На лысом мыске сидел еще человек. Сидел он как-то скучно, как бы в долгом ожидании, голову подперев руками, невзрачный чернявый мужик в посконном зипуне с покатыми плечами. "Двое!" И на миг остановилась казачка. Затем, чтобы миновать второго, вскарабкалась на кручу.
На юру она бежала, пока не открылась балка. Человек спускался по тропке, придерживая полу. Оседланный гнедой стоял под обрывом.

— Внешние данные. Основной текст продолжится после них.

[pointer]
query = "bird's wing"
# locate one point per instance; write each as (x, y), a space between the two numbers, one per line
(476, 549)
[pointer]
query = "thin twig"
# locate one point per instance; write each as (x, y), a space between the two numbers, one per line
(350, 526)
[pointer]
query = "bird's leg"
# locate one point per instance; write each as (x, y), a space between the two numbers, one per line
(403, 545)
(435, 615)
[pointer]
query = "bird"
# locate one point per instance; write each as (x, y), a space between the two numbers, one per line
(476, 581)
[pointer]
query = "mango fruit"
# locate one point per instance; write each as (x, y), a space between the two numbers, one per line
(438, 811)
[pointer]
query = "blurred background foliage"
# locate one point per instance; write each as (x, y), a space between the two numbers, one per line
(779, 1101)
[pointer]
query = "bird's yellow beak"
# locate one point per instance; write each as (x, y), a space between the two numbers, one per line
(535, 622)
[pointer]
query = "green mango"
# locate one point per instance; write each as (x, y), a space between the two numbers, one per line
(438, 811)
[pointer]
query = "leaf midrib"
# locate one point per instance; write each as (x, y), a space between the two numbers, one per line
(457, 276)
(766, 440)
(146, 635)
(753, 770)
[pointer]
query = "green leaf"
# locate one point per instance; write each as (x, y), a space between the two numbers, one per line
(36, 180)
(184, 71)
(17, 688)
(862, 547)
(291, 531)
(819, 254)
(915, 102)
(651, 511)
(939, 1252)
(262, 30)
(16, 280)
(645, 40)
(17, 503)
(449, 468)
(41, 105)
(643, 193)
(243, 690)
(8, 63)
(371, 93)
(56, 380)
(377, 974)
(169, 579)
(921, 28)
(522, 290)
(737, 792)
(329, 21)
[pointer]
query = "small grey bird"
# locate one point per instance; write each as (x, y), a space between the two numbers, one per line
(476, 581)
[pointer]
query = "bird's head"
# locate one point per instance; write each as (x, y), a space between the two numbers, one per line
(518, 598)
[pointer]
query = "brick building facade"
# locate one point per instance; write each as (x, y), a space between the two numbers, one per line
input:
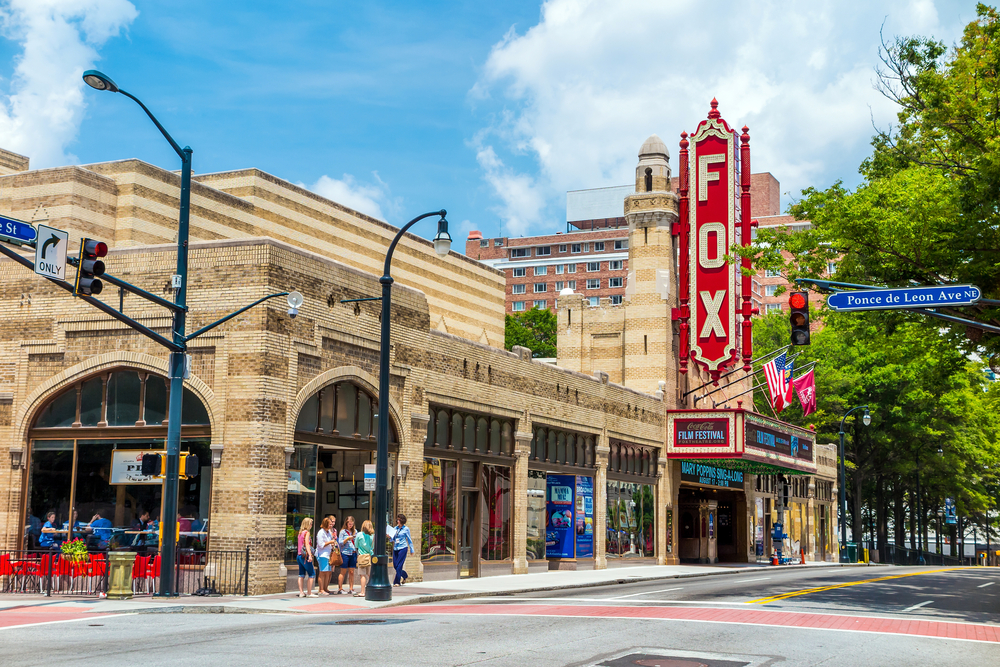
(280, 410)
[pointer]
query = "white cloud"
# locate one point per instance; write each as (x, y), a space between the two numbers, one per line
(44, 105)
(585, 86)
(359, 196)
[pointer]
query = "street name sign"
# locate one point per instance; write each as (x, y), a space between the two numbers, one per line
(16, 231)
(50, 252)
(907, 297)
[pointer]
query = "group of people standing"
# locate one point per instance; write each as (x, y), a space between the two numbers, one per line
(349, 551)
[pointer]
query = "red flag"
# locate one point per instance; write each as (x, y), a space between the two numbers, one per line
(805, 387)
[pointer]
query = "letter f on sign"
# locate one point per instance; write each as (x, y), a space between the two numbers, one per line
(713, 304)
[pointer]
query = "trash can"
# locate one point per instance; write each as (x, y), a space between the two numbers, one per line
(120, 574)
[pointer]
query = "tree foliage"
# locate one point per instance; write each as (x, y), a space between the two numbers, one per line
(534, 329)
(928, 209)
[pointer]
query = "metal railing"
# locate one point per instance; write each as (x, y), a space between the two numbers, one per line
(905, 556)
(48, 572)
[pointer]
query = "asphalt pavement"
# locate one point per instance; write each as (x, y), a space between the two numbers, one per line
(841, 616)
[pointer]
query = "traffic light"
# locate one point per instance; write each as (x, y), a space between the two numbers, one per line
(189, 466)
(798, 303)
(152, 465)
(90, 267)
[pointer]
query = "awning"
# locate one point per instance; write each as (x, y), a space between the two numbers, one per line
(740, 440)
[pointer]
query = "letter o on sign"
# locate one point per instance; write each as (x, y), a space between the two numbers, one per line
(720, 245)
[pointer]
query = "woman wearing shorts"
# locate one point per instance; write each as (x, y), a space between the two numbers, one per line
(350, 555)
(306, 570)
(325, 539)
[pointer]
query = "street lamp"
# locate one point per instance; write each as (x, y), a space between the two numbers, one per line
(379, 589)
(866, 420)
(178, 352)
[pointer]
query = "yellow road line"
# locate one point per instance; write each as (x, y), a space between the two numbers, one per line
(819, 589)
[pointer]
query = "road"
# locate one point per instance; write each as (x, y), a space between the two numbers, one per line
(838, 616)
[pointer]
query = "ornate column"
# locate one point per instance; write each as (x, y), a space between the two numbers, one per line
(601, 452)
(522, 449)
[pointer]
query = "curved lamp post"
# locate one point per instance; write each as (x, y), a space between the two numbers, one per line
(379, 589)
(100, 81)
(866, 419)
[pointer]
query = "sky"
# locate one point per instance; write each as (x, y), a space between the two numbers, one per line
(490, 110)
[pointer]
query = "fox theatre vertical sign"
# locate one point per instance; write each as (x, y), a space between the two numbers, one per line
(714, 194)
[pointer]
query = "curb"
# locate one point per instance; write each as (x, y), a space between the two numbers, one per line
(441, 597)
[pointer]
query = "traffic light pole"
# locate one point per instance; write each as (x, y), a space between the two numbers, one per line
(171, 481)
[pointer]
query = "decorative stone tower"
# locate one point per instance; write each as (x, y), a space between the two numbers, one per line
(651, 291)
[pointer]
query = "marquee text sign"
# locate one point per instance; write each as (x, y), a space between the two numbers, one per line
(711, 172)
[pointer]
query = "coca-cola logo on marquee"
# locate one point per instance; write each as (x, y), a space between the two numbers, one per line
(701, 432)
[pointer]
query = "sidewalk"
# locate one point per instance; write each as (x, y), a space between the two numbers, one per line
(416, 593)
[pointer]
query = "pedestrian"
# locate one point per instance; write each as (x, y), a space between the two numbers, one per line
(349, 553)
(401, 541)
(365, 543)
(306, 570)
(325, 539)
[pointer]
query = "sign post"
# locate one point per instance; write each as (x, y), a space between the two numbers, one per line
(50, 252)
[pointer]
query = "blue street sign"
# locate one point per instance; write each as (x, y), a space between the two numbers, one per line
(15, 230)
(907, 297)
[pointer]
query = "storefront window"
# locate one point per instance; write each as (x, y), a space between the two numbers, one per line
(440, 493)
(536, 515)
(301, 495)
(495, 519)
(630, 520)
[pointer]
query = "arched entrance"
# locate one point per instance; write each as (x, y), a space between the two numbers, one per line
(84, 448)
(334, 440)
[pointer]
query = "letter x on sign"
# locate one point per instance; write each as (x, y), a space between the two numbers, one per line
(713, 304)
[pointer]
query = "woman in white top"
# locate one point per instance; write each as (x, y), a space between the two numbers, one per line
(325, 539)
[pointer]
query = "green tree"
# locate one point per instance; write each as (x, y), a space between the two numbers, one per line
(534, 329)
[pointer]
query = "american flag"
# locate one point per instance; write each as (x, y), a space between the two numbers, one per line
(779, 381)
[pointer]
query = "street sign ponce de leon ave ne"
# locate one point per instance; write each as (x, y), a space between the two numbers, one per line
(906, 297)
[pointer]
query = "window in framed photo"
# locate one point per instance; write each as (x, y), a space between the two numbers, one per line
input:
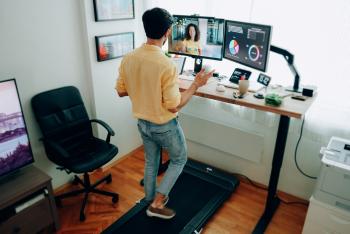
(113, 10)
(114, 45)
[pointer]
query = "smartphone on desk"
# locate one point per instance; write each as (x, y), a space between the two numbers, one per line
(299, 97)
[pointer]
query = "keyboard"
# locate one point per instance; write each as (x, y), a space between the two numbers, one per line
(186, 77)
(253, 85)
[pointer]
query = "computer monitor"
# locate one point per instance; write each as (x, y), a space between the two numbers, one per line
(197, 36)
(15, 150)
(247, 43)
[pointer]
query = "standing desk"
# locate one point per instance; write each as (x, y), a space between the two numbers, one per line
(289, 108)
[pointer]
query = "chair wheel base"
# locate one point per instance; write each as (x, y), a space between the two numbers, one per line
(109, 179)
(58, 202)
(115, 199)
(75, 181)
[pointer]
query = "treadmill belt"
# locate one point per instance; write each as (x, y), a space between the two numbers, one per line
(189, 197)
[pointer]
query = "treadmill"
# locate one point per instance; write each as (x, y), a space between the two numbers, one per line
(197, 194)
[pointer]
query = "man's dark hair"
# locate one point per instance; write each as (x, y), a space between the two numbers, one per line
(187, 32)
(156, 22)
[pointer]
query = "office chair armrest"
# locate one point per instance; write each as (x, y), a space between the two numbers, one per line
(106, 126)
(57, 148)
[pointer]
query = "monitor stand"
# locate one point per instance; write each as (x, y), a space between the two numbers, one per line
(198, 62)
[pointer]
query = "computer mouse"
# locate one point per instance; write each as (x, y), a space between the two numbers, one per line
(220, 88)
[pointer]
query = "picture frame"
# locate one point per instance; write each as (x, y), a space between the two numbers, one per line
(107, 10)
(113, 46)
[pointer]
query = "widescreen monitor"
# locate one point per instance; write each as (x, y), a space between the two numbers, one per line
(197, 36)
(247, 44)
(15, 149)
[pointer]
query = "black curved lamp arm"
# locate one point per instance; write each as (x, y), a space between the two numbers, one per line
(106, 126)
(290, 59)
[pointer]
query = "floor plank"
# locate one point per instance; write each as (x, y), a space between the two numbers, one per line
(238, 215)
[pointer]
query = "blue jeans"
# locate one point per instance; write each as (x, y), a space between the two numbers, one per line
(170, 137)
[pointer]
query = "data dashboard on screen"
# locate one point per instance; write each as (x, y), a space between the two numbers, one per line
(247, 43)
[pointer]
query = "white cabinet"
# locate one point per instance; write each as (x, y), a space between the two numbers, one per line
(323, 218)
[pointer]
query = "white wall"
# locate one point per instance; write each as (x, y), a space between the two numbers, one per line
(108, 105)
(40, 46)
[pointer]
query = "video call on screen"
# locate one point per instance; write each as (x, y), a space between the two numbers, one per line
(211, 37)
(247, 44)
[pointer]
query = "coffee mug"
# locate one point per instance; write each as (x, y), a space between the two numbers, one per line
(243, 86)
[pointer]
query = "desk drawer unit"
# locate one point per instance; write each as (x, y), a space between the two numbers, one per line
(30, 220)
(324, 218)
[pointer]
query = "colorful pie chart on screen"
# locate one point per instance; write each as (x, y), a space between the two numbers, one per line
(254, 53)
(233, 47)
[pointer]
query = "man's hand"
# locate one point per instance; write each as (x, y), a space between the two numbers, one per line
(200, 80)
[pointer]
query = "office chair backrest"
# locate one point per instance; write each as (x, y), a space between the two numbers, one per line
(61, 115)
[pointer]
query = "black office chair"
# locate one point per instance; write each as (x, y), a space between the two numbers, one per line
(69, 141)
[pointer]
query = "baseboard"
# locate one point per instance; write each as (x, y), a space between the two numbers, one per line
(65, 186)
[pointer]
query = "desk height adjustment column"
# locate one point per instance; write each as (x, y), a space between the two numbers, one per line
(272, 201)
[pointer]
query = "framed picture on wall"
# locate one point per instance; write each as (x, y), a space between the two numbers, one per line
(114, 45)
(106, 10)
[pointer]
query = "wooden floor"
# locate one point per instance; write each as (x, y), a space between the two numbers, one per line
(238, 215)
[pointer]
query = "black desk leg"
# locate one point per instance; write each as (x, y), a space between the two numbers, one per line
(162, 166)
(272, 200)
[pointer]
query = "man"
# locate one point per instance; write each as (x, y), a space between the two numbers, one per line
(150, 79)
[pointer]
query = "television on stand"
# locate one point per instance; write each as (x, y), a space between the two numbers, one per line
(15, 148)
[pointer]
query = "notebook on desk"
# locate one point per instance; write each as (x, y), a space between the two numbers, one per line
(254, 86)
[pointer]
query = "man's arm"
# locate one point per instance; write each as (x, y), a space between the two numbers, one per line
(200, 80)
(120, 85)
(122, 94)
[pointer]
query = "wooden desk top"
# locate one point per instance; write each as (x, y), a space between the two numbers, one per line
(290, 107)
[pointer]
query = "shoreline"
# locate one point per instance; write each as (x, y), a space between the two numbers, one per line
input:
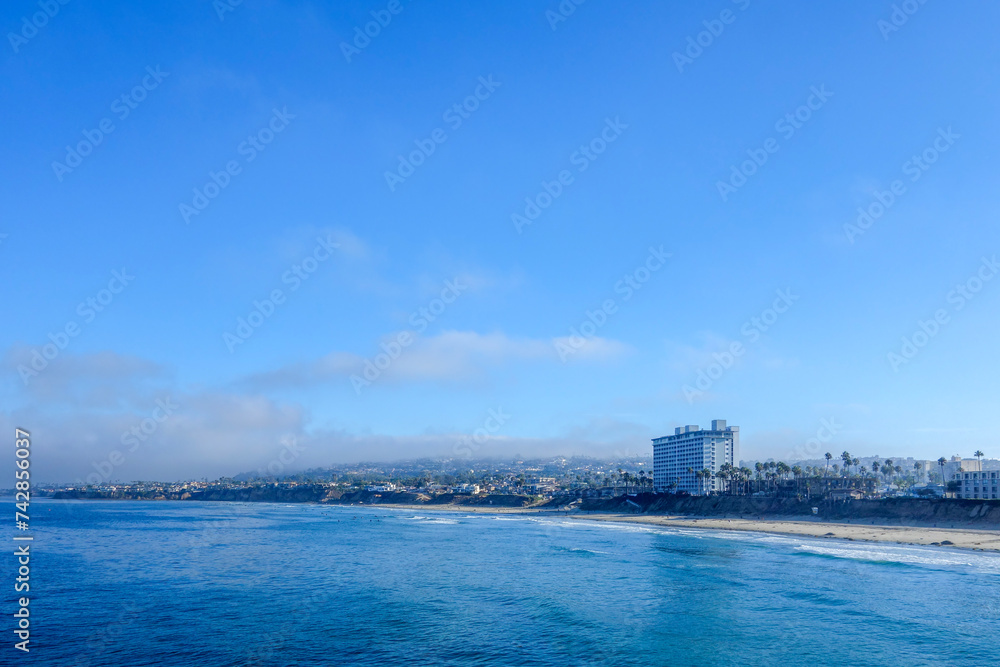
(972, 539)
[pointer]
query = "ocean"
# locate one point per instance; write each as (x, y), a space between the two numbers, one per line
(184, 583)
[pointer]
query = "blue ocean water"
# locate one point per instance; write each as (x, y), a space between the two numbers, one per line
(183, 583)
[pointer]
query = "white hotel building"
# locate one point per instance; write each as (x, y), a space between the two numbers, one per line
(692, 447)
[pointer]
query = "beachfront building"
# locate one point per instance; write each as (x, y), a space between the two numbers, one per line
(980, 484)
(691, 447)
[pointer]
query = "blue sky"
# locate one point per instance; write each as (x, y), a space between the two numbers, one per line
(642, 138)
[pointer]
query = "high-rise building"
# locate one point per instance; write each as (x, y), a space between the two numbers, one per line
(693, 448)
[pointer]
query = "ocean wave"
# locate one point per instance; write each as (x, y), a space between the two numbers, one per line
(921, 556)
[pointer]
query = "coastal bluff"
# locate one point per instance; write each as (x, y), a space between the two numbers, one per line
(900, 511)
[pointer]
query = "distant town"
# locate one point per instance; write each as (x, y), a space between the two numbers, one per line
(691, 462)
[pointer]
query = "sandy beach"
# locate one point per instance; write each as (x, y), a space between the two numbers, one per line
(960, 538)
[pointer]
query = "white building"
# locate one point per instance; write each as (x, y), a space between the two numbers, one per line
(697, 449)
(978, 484)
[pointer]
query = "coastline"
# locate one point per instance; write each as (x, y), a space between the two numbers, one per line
(956, 538)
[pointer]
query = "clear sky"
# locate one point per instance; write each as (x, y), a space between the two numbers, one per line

Казачка увидела выбеленный дождями лошадиный череп на дне балки, узловатый, обглоданный куст дерезы, к которому был привязан повод, и рябое лицо человека: то был Савр, прозванный "Оспой", ясырь, пленник казака Демеха, взятый в Кафе, и Демехов табунщик. И, вскрикнув по-бабьи, Махотка смаху, сверху, с обрыва, кинулась на него, смяла силой удара.
Огненные искры брызнули перед ее глазами, она не слышала, как со звоном покатилось то, что было под полой, и всю силу жизни своей вложила в пальцы, давившие, душившие потную шею Савра-Оспы.
Сбитый с ног, полузадушенный, он извернулся змеиным движением, мелькнули белки его глаз, и нестерпимо больно стало женщине, когда собачьей хваткой зубы Савра вцепились ей в левую грудь. От боли померк и почернел солнечный свет в глазах Махотки, но радостное упоение борьбы хлынуло, затопило ей душу. И не сразу заметила она, как чья-то тень пала на нее и на Савра.
Человек с мыска стоял на краю балки – теперь он был совсем другим человеком.
Он стоял, уперши руки в боки, широкоплечий, чернобородый, рубаха распояской. Казачка узнала и его: Бобыль, а еще – Вековуш. И в станице его давно не видать было, – откуда ж взялся тут?
Один миг длилось все это, но для нее тот миг казался долгим, потому что она напряженно силилась разгадать: с чем пришел? Мог – с чем угодно: самый непонятный казак в станице. Мужик с бабой борются-играют, – любопытствовать. Или с Оспой заодно.
Оспа тоже заметил его, разжал зубы.
– Чего же ты его? – сказал Бобыль, блестя чуть раскосыми глазами, и спрыгнул вниз.
Оспа забился, заерзал и, давясь, взвизгнул торжествующе и просительно. "Люта… скаженна. Бей!" – разобрала Махотка. Сама же она не могла выговорить ни слова: у нее перехватило дыхание.
Бобыль с любопытством нагнулся и взял Савра за руку – из руки вывалился нож. Тогда Бобыль дернул Савра – и как будто легонько, а ясырь выволокся из-под женщины, сел и вдруг мелко, жалко затрясся всем телом.
– Собери, – услышала Махотка властное слово чернобородого.
Чугунный котелок валялся рядом, и позеленевшие, грубо обрубленные монеты выкатились из него.
И послушно, оправив исподницу, женщина принялась собирать их в траве. Бобыль озабоченно оглядел Савра. Приподняв, он вытряхнул его из верхней одежды. Под ней было еще много: свое, чужое – все надетое на дальнюю дорогу. И ясырь жалостно, тонко завывал, пока Бобыль срывал это одно за другим.
Казачка опять услышала властный голос:
– Где нащупаешь, вспорешь.
Дивясь тому, что прежде, в станице, она никогда не слышала такого голоса у этого чернобородого мужика, она подняла с земли нож и усердно занялась рухлядью, вонючей от человечьего и лошадиного пота. Торопливо, охотно делала все, что велел этот мужик.
А Бобыль измерил глазом ничком лежавшего голого жирно-гладкого человека и скрутил его же арканом.
– Так ладно.
Не помогла Савру Мухамедова молитва в грязной ладанке на шее. Больше он не прикидывался греком, блея причитал по-татарски и затих, когда из вспоротой полы казачка достала кусок бумаги в арабских письменах.
– Демехов клад отрыл, – сказал Бобыль, – за то казнь. А письмо паше везет – есаул дознается, от кого то письмо.
И опять все хозяйски оглядел.
– Так ладно. Седай на конь, отволочешь в станицу, к есаулу.
Она была горда и счастлива, дышала сильно и ровно; ничего сейчас не боялась и за сына – легко подумала:
"Время-то какое – казаковать пора"; сгинули, как не бывали, мысли о своем одиночестве в мире. Но, стыдясь своей радости, потупилась, отвертываясь от голого ясыря.
– Ой, да не знаю ж я. А ты?
Тут он с чуть приметным озорством шевельнул бровью.